De staatssecretaris zal aan haar collega van VROM meegeven dat wat de wateren betreft de Kamer nog steeds geïnteresseerd is in alle varianten die hij ter tafel brengt, maar dat er een keuze moet zijn en dat niet alleen het waterketentarief moet worden opgevoerd.

De voorzitter van de vaste commissie voor Verkeer en Waterstaat,

Atsma

De griffier van de vaste commissie voor Verkeer en Waterstaat,

Roovers


XNoot
1

Samenstelling: Leden: Duivesteijn (PvdA), Dijksma (PvdA), Hofstra (VVD), ondervoorzitter, Timmermans (PvdA), Van Bommel (SP), Van der Staaij (SGP), Oplaat (VVD), Geluk (VVD), Atsma (CDA), voorzitter, Dijsselbloem (PvdA), Depla (PvdA), Van As (LPF), Van Gent (GroenLinks), Duyvendak (GroenLinks), Bruls (CDA), Gerkens (SP), Van Lith (CDA), Van Hijum (CDA), Koopmans (CDA), Van der Ham (D66), Mastwijk (CDA), Boelhouwer (PvdA), Dubbelboer (PvdA), De Krom (VVD), Hermans (LPF), Dezentjé Hamming (VVD), Haverkamp (CDA).

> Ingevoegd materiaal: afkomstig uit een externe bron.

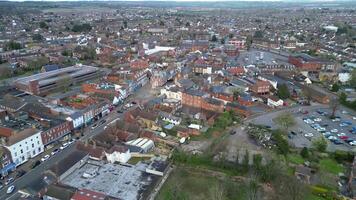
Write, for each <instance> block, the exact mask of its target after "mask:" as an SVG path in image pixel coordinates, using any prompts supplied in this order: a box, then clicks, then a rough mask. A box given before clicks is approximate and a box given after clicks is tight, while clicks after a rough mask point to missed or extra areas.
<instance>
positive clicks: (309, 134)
mask: <svg viewBox="0 0 356 200" xmlns="http://www.w3.org/2000/svg"><path fill="white" fill-rule="evenodd" d="M304 136H305V137H313V136H314V134H313V133H306V134H304Z"/></svg>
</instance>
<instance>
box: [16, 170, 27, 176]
mask: <svg viewBox="0 0 356 200" xmlns="http://www.w3.org/2000/svg"><path fill="white" fill-rule="evenodd" d="M25 174H26V171H25V170H19V171H17V174H16V177H17V178H19V177H21V176H23V175H25Z"/></svg>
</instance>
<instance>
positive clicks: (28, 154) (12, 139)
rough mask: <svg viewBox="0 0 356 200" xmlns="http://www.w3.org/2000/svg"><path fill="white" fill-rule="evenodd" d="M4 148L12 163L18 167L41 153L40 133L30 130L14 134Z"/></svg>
mask: <svg viewBox="0 0 356 200" xmlns="http://www.w3.org/2000/svg"><path fill="white" fill-rule="evenodd" d="M5 148H7V149H8V150H9V152H10V153H11V158H12V161H13V162H14V163H15V164H16V166H19V165H21V164H23V163H25V162H26V161H28V160H29V159H30V158H33V157H35V156H37V155H38V154H40V153H42V152H43V150H44V145H43V143H42V138H41V131H39V130H37V129H31V128H30V129H25V130H23V131H21V132H18V133H15V134H14V135H13V136H10V137H9V139H8V142H7V144H6V145H5Z"/></svg>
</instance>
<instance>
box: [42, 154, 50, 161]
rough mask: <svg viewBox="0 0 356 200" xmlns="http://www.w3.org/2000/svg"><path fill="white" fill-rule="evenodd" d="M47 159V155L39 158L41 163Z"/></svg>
mask: <svg viewBox="0 0 356 200" xmlns="http://www.w3.org/2000/svg"><path fill="white" fill-rule="evenodd" d="M48 159H49V155H45V156H43V157H42V158H41V161H42V162H44V161H46V160H48Z"/></svg>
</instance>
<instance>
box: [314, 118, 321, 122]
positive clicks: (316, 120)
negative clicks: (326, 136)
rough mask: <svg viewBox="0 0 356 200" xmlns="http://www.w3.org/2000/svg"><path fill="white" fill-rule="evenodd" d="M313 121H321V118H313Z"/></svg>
mask: <svg viewBox="0 0 356 200" xmlns="http://www.w3.org/2000/svg"><path fill="white" fill-rule="evenodd" d="M314 121H315V122H321V121H322V120H321V118H315V119H314Z"/></svg>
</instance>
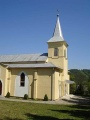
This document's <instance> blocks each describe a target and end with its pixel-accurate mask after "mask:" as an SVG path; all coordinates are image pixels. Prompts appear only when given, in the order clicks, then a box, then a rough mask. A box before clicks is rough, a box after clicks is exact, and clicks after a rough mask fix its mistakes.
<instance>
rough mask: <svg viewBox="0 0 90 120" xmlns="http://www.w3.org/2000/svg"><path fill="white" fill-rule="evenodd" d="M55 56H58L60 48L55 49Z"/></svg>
mask: <svg viewBox="0 0 90 120" xmlns="http://www.w3.org/2000/svg"><path fill="white" fill-rule="evenodd" d="M54 56H58V48H54Z"/></svg>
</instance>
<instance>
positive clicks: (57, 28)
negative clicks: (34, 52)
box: [48, 15, 64, 42]
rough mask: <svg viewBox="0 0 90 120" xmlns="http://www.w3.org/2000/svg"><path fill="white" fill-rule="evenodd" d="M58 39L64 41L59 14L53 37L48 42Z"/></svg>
mask: <svg viewBox="0 0 90 120" xmlns="http://www.w3.org/2000/svg"><path fill="white" fill-rule="evenodd" d="M57 41H64V38H63V34H62V29H61V26H60V21H59V15H57V22H56V26H55V29H54V33H53V37H52V38H51V39H50V40H49V41H48V42H57Z"/></svg>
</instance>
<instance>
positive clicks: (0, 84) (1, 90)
mask: <svg viewBox="0 0 90 120" xmlns="http://www.w3.org/2000/svg"><path fill="white" fill-rule="evenodd" d="M0 95H2V82H1V81H0Z"/></svg>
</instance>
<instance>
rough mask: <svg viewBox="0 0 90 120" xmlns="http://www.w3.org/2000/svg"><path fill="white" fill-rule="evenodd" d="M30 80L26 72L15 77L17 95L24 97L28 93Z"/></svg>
mask: <svg viewBox="0 0 90 120" xmlns="http://www.w3.org/2000/svg"><path fill="white" fill-rule="evenodd" d="M28 81H29V80H28V76H27V75H26V74H25V73H24V72H21V73H19V75H17V77H16V79H15V92H14V95H15V96H18V97H24V95H25V94H28Z"/></svg>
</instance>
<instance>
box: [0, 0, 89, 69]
mask: <svg viewBox="0 0 90 120" xmlns="http://www.w3.org/2000/svg"><path fill="white" fill-rule="evenodd" d="M57 9H58V10H59V17H60V23H61V27H62V33H63V36H64V39H65V40H66V41H67V43H68V44H69V47H68V62H69V69H71V68H76V69H90V0H0V54H1V55H2V54H29V53H30V54H31V53H44V52H48V46H47V41H48V40H49V39H50V38H51V37H52V35H53V31H54V27H55V23H56V15H57Z"/></svg>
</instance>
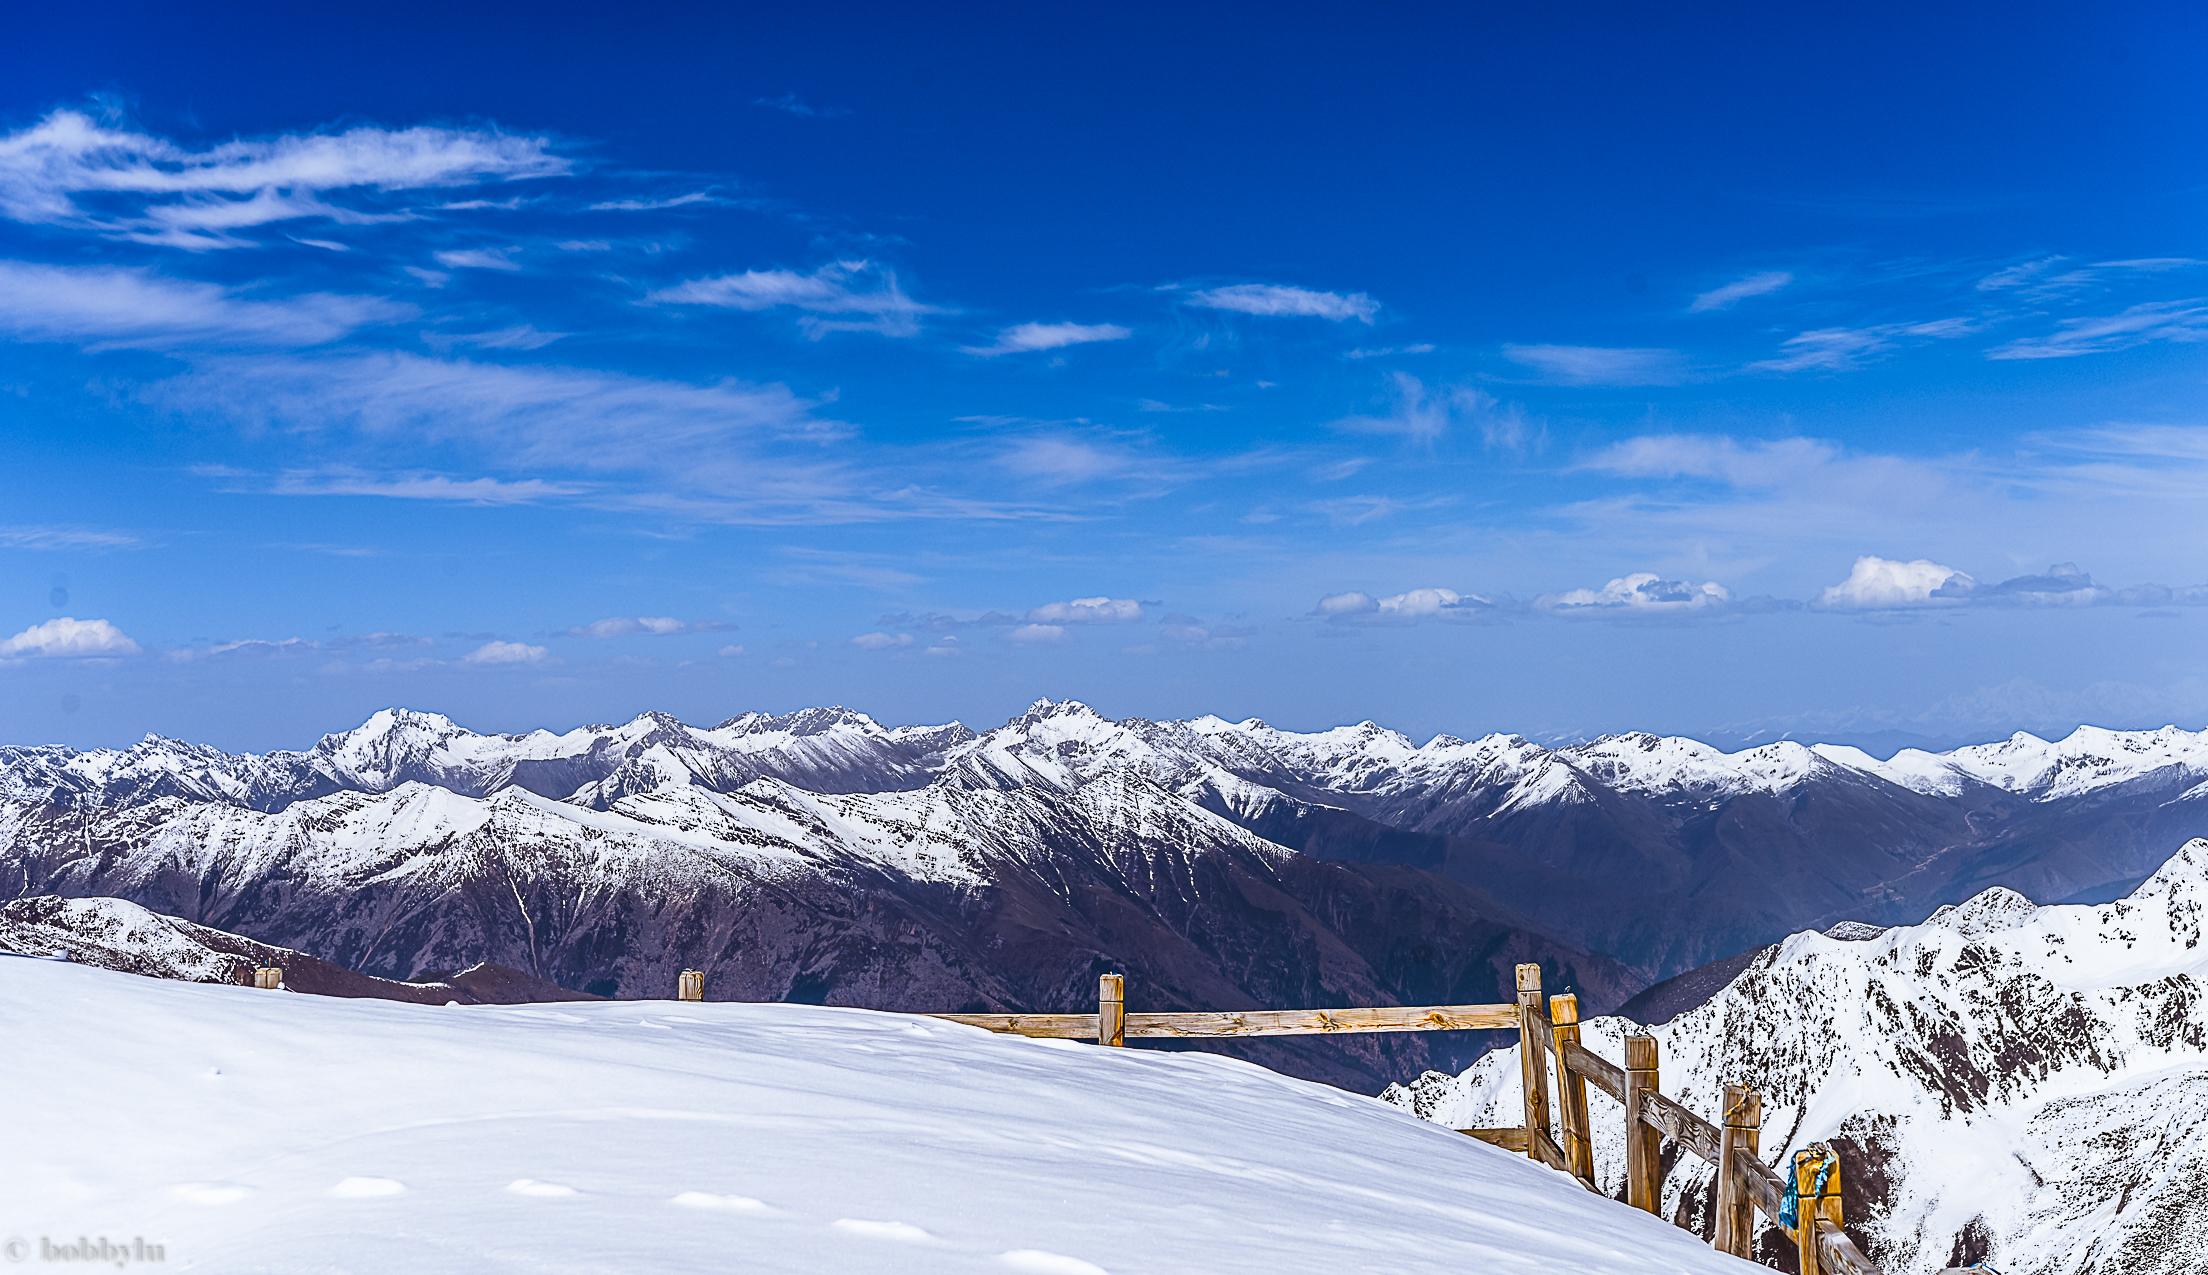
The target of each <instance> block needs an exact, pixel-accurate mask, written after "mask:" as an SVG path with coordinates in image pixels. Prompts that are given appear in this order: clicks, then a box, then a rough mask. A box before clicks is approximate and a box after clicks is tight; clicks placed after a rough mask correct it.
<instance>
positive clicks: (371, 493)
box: [203, 468, 590, 506]
mask: <svg viewBox="0 0 2208 1275" xmlns="http://www.w3.org/2000/svg"><path fill="white" fill-rule="evenodd" d="M203 477H214V480H221V482H227V484H230V486H227V491H263V493H267V495H360V497H378V499H442V502H453V504H479V506H508V504H543V502H548V499H567V497H576V495H583V493H587V491H590V488H587V486H581V484H572V482H545V480H539V477H528V480H517V482H508V480H499V477H450V475H444V473H364V471H358V468H322V471H311V468H287V471H283V473H276V475H269V477H263V475H254V473H236V471H203Z"/></svg>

Plv. leden: Heemskerk (PvdA), Samsom (PvdA), Snijder-Hazelhoff (VVD), Smeets (PvdA), De Ruiter (SP), Slob (ChristenUnie), Aptroot (VVD), Szabó (VVD), Hessels (CDA), Van Dijken (PvdA), Waalkens (PvdA), Herben (LPF), Vos (GroenLinks), Halsema (GroenLinks), Ten Hoopen (CDA), Vergeer (SP), Van Haersma Buma (CDA), Buijs (CDA), Jager (CDA), Bakker (D66), Van Winsen (CDA), Van Dam (PvdA), Verdaas (PvdA), Van Beek (VVD), Van den Brink (LPF), Luchtenveld (VVD), De Pater-van der Meer (CDA).